Духовное исследование
Пролог. 1993 год
– …Ты только посмотри, на кого я стрезва-то похож, даже в зеркало глянуть противно – взгляд умный, злой… одно слово, сволочь, – Борис Голембиовский исподлобья оглядел себя в круглом зеркале, висевшем на кафедре в простенке между дверью и стеллажом с документацией, лениво поскрёб дурно выбритую щеку и поправил у виска седеющие волосы.
Верейский вздохнул. Послушать учителя, так прям алкоголик, между тем зав. кафедрой русской литературы пил весьма умеренно. Сволочью Бориса Вениаминовича Алексей тоже не считал, напротив, Голембиовский человек был весьма приличный, как сказали бы платоники, соединяющий «искренность нрава с правильным образом мыслей». Просто в высказанной диатрибе проступили свойственные Голембиовскому самоирония и извечный еврейский сарказм.
Что до умного и злого взгляда… Да, это было.
Оба они сидели на кафедре романо-германской филологии, куда были приглашены Марком Ригером выпить кофейку после последней лекции, и Марк Юрьевич, в отличие от Верейского, сразу понял Голембиовского, кивнул и достал из нижнего ящика стола плоскую бутылочку прасковейского коньяка, плеснув оного в крохотные рюмашки.
Верейский снова вздохнул. Он так и не научился понимать тонкие еврейские намёки.
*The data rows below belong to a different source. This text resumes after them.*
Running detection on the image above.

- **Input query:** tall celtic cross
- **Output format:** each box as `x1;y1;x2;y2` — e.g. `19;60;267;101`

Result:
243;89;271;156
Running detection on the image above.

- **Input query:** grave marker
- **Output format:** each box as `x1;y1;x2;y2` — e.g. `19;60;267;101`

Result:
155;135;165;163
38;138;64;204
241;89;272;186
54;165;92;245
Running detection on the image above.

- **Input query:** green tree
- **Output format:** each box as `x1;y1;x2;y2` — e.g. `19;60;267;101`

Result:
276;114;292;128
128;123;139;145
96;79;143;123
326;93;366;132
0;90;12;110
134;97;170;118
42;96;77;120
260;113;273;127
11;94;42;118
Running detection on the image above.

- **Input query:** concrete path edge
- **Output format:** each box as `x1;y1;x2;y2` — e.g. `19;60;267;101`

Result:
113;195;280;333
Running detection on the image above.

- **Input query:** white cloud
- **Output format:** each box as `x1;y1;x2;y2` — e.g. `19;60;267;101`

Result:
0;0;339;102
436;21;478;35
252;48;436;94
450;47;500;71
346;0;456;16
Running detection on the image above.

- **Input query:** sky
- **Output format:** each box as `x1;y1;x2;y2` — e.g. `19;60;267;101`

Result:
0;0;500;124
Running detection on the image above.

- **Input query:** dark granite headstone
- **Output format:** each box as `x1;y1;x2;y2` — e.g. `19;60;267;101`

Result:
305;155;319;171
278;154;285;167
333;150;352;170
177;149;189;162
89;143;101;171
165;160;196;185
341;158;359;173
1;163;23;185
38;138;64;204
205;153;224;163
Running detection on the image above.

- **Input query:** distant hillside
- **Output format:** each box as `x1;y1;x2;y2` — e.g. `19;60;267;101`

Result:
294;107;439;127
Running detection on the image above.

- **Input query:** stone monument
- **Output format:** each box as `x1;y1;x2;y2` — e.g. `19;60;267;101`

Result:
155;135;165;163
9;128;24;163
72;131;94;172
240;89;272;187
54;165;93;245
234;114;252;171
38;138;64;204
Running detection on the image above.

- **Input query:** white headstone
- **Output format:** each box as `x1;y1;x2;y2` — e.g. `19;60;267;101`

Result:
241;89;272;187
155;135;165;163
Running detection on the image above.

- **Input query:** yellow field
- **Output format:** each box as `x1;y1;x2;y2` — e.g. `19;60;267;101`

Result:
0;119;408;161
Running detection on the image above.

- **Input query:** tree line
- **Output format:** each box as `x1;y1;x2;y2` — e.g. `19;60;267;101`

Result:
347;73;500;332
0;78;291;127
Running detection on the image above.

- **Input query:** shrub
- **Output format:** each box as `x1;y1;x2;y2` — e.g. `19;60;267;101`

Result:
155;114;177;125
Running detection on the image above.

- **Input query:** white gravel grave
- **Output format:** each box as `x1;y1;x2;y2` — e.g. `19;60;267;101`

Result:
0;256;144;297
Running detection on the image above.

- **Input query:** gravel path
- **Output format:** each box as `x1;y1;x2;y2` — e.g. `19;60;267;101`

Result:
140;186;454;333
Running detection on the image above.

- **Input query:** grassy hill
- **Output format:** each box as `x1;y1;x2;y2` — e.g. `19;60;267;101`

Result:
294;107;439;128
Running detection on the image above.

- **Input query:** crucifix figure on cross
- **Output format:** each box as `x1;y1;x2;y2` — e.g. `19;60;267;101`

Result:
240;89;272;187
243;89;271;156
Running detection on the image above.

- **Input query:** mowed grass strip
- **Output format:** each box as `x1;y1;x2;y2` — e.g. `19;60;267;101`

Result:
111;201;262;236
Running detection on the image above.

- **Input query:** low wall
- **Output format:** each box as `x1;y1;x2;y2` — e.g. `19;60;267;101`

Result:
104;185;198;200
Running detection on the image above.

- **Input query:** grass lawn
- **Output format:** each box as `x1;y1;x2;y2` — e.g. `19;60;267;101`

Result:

Кафедра романо-германской филологии, на дверях которой значились фамилии Звенигородская, Литвинова, Федорчук, Муромов и Ригер, располагалась наискосок от другой двери – кафедры русской литературы, где сияли золотом фамилии Голембиовский, Розенталь, Каценеленбоген, Верейский и Шапиро. Когнитивный диссонанс, порождаемый в некоторых неразумных головах внутренней антиномией этих надписей, гармонизации не поддавался.
При этом по непонятной причине Алексей Верейский, хоть и не имел семитских корней, считался на кафедре русской литературы почти своим, то есть евреем, Марк же Ригер, вообще-то бывший этническим немцем, чьи предки помнили ещё Екатерину Великую, среди романо-германской клики своим не признавался и считался евреем, в чем давно устал всех разубеждать, в конце концов смирившись и даже научившись картавить. Оставаясь на своей кафедре гоем и чувствуя себя отщепенцем, он часто захаживал через коридор к русистам или норовил пригласить их к себе. Верейский и Голембиовский откликались тем охотней, что знали беду Ригера: месяц назад он похоронил жену, умершую от неизлечимого недуга. Следы многодневной бессонницы уже сошли с лица Марка, но улыбался он до сих пор одними губами.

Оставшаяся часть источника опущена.